The Ellie Mae Millennial Tracker now divides millennials into two groups—older millennials (between 30 and 40-years-old) and younger millennials (between 21 and 29-years-old). Older millennials accounted for 41% of all loans closed for millennials, compared to just 18% for younger millennials. 

Younger millennials saw their average interest rate on all loans fall to 3.83% from 3.9% month-over-month. The average rates for older millennials fell monthly to 3.85% from 3.95%. 

“Economic impacts due to coronavirus (COVID-19) played a role in lowering interest rates in February and millennial homeowners were quick to take advantage and refinance their mortgages,” said Joe Tyrrell, Chief Operating Officer at Ellie Mae. “While rates are currently favorable for consumers, we’re closely monitoring how COVID-19, and the resulting rate cut from the Federal Reserve, will impact every step of the homebuying and refinancing process and, in turn, the mortgage finance industry. Lenders who have invested in the requisite technology will be better positioned to work with buyers and owners who are increasingly interested in taking these processes virtual.”

Ellie Mae also found the time-to-close for refinances dropped 12 days month-over-month, decreasing to 38 days from 50 days. Times to close on all loans by millennials in February dropped from 47 days to 41 days, on average. 

Refinances may continue to grow as Freddie Mac [2]reported that the average 30-year fixed-rate mortgage dropped to 3.33% for the week ending on April 2. 
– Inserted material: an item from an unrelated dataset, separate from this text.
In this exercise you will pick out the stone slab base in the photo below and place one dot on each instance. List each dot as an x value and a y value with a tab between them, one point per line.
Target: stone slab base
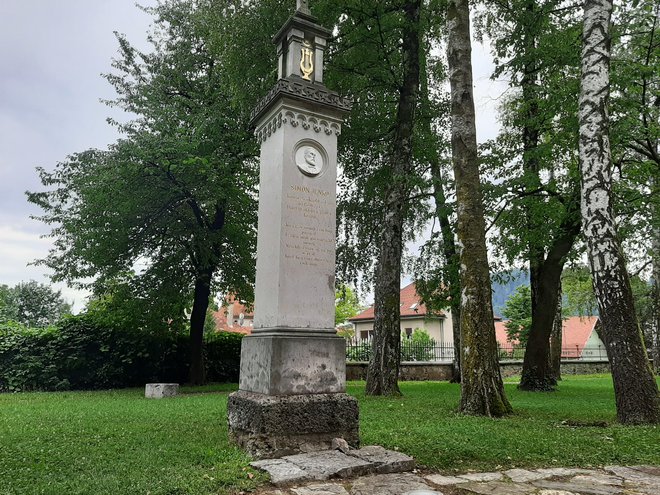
334	464
271	426
160	390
“Mortgage rates have drifted down for two weeks in a row and that drop reflects improvements in market liquidity and sentiment,” said Sam Khater, Freddie Mac’s Chief Economist. “While the market has stabilized relative to prior weeks, homebuyer demand has declined in response to current economic conditions. The good news is that the pending economic stimulus is on the way and will provide support for both consumers and businesses.”

The prior weeks’ average was 3.50% and last year it was 4.08%.